Béziers : des manifestants réunis pour abolir la corrida, une tradition qui ne passe plus en raison de la maltraitance animale

Ce samedi 28 mai, une vingtaine de manifestants de l'association Colbac se sont réunis à Béziers. Ils dénoncent la corrida, une tradition aux pratiques cruelles pour les animaux selon eux.

Chaque année, environ un millier de taureaux sont torturés pour le spectacle des corridas. Une pratique qui ne passe plus auprès des militants de l'association Colbac (Comité de liaison biterrois pour l'abolition de la corrida).

Sur la place des Constitutions de Béziers, ils étaient une vingtaine à poursuivre un travail de longue haleine contre la corrida. Le combat biterrois est en cours depuis 26 ans. C'est en 1993 que l'association Colbac a vu le jour sous la présidence de Robert Clavijo.

 Pour des Caritats sans corrida

Le rassemblement des militants a eu lieu en marge des Caritats. Depuis 2003, cette fête plonge la ville de Béziers dans des traditions médiévales pendant le week-end de l'Ascension.

Pour le Colbac, le temps de la corrida est révolu. Sophie Maffre-Baugé, présidente de l'association biterroise, explique : "Aujourd'hui, on dit oui aux Caritats et non à la corrida.

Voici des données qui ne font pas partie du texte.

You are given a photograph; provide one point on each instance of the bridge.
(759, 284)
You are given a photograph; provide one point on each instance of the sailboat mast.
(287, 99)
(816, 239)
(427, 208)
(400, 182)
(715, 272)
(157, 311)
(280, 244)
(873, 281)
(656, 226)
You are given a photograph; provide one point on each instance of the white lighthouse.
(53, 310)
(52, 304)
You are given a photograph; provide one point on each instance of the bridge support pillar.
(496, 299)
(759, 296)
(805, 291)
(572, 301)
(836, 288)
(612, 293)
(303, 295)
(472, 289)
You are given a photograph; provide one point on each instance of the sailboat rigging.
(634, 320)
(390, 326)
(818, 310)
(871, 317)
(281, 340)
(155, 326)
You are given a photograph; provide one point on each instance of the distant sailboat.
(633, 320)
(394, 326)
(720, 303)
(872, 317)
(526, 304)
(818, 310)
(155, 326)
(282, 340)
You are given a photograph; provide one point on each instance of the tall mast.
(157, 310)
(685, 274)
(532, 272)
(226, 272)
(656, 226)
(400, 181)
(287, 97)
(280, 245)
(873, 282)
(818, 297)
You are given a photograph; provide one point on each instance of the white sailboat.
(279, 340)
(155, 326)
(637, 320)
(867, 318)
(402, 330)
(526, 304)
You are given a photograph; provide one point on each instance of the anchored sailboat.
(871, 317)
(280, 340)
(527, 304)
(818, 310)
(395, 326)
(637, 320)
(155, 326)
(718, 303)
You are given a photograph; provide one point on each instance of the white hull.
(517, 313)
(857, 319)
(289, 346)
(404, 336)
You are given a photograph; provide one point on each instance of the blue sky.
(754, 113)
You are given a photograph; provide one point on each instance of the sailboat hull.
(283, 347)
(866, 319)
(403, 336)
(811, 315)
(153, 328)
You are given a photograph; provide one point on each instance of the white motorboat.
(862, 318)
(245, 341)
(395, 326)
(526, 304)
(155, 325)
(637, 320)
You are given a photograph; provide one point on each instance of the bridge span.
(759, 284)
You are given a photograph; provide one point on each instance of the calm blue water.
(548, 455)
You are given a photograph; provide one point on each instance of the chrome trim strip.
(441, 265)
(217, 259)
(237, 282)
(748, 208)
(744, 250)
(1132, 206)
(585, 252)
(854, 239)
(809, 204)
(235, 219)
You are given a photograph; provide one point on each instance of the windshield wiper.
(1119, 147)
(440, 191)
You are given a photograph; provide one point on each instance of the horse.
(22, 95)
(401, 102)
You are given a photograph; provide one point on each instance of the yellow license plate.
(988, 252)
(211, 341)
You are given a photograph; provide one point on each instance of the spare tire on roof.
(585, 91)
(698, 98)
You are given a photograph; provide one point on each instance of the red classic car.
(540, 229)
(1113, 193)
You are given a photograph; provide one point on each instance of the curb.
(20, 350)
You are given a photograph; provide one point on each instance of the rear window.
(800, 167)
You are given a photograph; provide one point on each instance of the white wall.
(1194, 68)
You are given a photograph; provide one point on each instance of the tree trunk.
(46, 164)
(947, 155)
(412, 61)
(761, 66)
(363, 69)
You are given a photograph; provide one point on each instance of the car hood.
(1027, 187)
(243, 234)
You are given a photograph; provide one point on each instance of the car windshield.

On veut profiter de cette fête biterroise très ancienne sans violence, sans effusion de sang. Oui aux traditions qui célèbrent ce qu'on a de meilleurs dans notre et histoire et non à celles qui célèbre ce qu'on a de pire, c'est à dire la souffrance animale."

La tradition comme justification 

Le 30 novembre 2021, le gouvernement publie une loi pour lutter contre la maltraitance animale. Au nom des "traditions locales ininterrompues" (texte de loi), les corridas sont restées autorisées.

Le milieu taurin est un milieu minoritaire mais très puissant.

Sophie Maffre-Baugé, présidente Colbac

Mais la corrida ne puise pas son origine dans des traditions ancestrales. Son apparition en France date de 1853. L'infante d'Espagne et épouse de Napoléon III aurait importé la pratique. Pendant près d'un siècle, la pratique étaient illégale. Ce n'est que le 24 avril 1951 qu'une dépénalisation justifie la pratique aux yeux de la loi.

Aujourd'hui, 75% des Français se disent opposés à la corrida.